特集「パレスチナ蹂躙の歴史」(全19本)

◆紛争の構造的対立と「パレスチナの国家承認」を巡る国際的な分裂
パレスチナ問題を解決困難にしている大きな要因の一つが、パレスチナの国家承認への動きに対する世界のスタンスの相違です。近年、パレスチナ国家の正式承認を意図する国が増えていますが、イスラエルはこれを強く非難。さらにイスラエルは国際的な激しい反発を受けながらも、東エルサレムとマアレ・アドゥミム入植地の間を分断する、新たな入植計画を発表しました。反対派は、この計画がパレスチナ国家の希望を打ち砕くと警告しており、イギリスやドイツ、ヨルダン国王も、入植地建設は国際法に明白に違反していると批判。決定の撤回を求めています。一方、米国の一部は、入植地開発はイスラエル政府が決定すべきことであり、原則として国際法違反ではないとの見解を示しており、国際社会での足並みの乱れが見られます。
 
◆外部勢力による緊張増大と、矛盾した経済的依存関係
イスラエルとパレスチナ間の紛争は、外部勢力の関与によって、解決がさらに複雑化しています。イスラム教シーア派の大国イランは、レバノンのヒズボラやガザのハマスなど、米国からテロ組織に指定されている反イスラエル武装組織を支援。「抵抗の枢軸」勢力を拡大してきました。しかしイスラエルとの戦争で、ヒズボラは弱体化。指導部は崩壊し、イラン自体も力を失いつつあります。
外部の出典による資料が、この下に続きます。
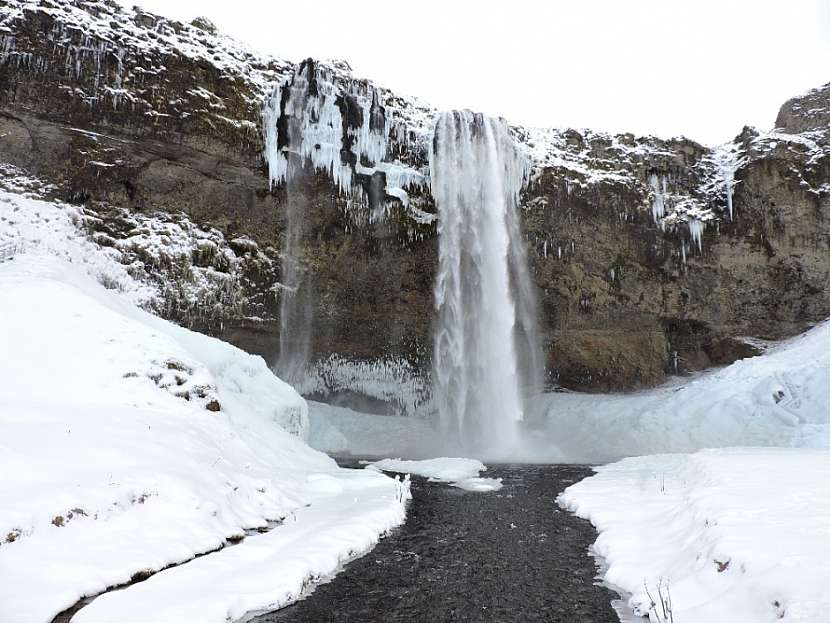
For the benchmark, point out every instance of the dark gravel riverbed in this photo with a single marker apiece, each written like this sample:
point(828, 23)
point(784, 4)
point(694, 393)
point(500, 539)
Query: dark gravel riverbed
point(506, 556)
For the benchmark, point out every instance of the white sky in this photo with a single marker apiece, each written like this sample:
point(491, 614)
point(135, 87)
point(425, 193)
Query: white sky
point(703, 68)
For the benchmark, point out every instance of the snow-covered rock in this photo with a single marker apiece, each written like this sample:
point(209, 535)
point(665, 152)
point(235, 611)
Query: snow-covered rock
point(130, 444)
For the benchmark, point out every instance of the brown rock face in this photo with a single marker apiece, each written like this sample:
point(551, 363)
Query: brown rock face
point(133, 115)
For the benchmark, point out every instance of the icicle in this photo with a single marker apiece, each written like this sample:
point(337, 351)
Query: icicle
point(658, 204)
point(696, 232)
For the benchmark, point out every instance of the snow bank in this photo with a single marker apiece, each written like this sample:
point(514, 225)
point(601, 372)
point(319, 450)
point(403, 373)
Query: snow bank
point(129, 444)
point(780, 398)
point(461, 473)
point(732, 536)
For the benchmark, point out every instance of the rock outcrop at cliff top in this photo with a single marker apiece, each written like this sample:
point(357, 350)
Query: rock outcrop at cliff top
point(651, 256)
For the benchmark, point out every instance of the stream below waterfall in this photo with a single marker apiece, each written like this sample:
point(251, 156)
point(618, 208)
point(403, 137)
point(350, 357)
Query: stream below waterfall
point(506, 556)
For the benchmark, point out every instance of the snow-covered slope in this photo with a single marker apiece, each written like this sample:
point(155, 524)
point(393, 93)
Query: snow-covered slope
point(723, 536)
point(128, 444)
point(779, 398)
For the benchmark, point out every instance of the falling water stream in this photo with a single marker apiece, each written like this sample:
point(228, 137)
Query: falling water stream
point(486, 343)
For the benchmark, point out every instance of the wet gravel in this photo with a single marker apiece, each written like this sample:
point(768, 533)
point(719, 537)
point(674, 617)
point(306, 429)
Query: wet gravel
point(507, 556)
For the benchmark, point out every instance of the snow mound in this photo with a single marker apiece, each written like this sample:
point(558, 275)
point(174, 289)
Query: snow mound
point(130, 444)
point(736, 535)
point(776, 399)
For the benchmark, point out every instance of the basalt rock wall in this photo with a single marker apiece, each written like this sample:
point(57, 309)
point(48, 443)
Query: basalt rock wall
point(651, 257)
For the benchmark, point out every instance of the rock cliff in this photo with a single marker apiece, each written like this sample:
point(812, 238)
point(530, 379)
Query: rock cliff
point(652, 257)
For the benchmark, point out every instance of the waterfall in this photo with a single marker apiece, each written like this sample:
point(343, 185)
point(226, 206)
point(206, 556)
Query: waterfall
point(486, 347)
point(297, 115)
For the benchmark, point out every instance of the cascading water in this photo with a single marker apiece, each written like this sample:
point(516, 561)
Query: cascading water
point(486, 343)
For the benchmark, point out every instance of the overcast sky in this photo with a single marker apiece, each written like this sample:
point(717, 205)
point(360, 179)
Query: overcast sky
point(703, 68)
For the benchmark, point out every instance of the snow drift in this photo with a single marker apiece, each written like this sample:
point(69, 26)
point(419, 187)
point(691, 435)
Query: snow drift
point(129, 444)
point(729, 536)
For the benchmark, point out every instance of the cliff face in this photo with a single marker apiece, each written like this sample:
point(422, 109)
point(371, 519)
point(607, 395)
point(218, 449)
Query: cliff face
point(651, 257)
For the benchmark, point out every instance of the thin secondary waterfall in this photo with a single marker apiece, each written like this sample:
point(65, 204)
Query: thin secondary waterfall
point(287, 135)
point(486, 344)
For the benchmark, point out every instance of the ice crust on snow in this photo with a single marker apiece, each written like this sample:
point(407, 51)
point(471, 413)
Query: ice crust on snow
point(444, 469)
point(459, 472)
point(737, 535)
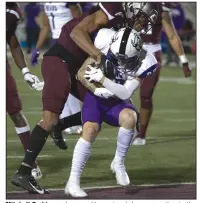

こうした政治的対立がある一方で、被占領下のパレスチナ人とイスラエル企業の間には、生活と労働力確保という経済的な依存関係が存在。国内インフラが破壊され低賃金の仕事しかないパレスチナ人は、生活のために検問や国境を越えてイスラエルで不法労働者として潜入し、イスラエル企業は安価な労働力を確保したいという構造的な格差が、密航・密入国を後押ししています。
 
◆情報の検閲や批判の封殺による、分断の固定化
平和への道は、情報の統制と相互理解を阻む社会的な分断によって妨げられています。イスラエル軍は1982年にPLO公文書館から押収したパレスチナの貴重な歴史映像の公開を拒否し続け、歴史認識の形成においても情報をコントロールしています。イスラエル占領に批判的な立場を取る若いユダヤ人を追ったドキュメンタリー映画『イスラエル主義』は、「反ユダヤ主義」の非難を浴び、大学運営者や外部団体からの組織的なキャンペーン(数万通のメール攻撃など)により、上映が直前で中止または延期される事態が繰り返し発生していますこうした批判的議論の抑圧が、相互理解の機会を奪うと同時に、国際社会に対して「見せるための映像」や「100%どちらかに偏った映像」といった無意識のバイアスをかけ、分断を固定化させています。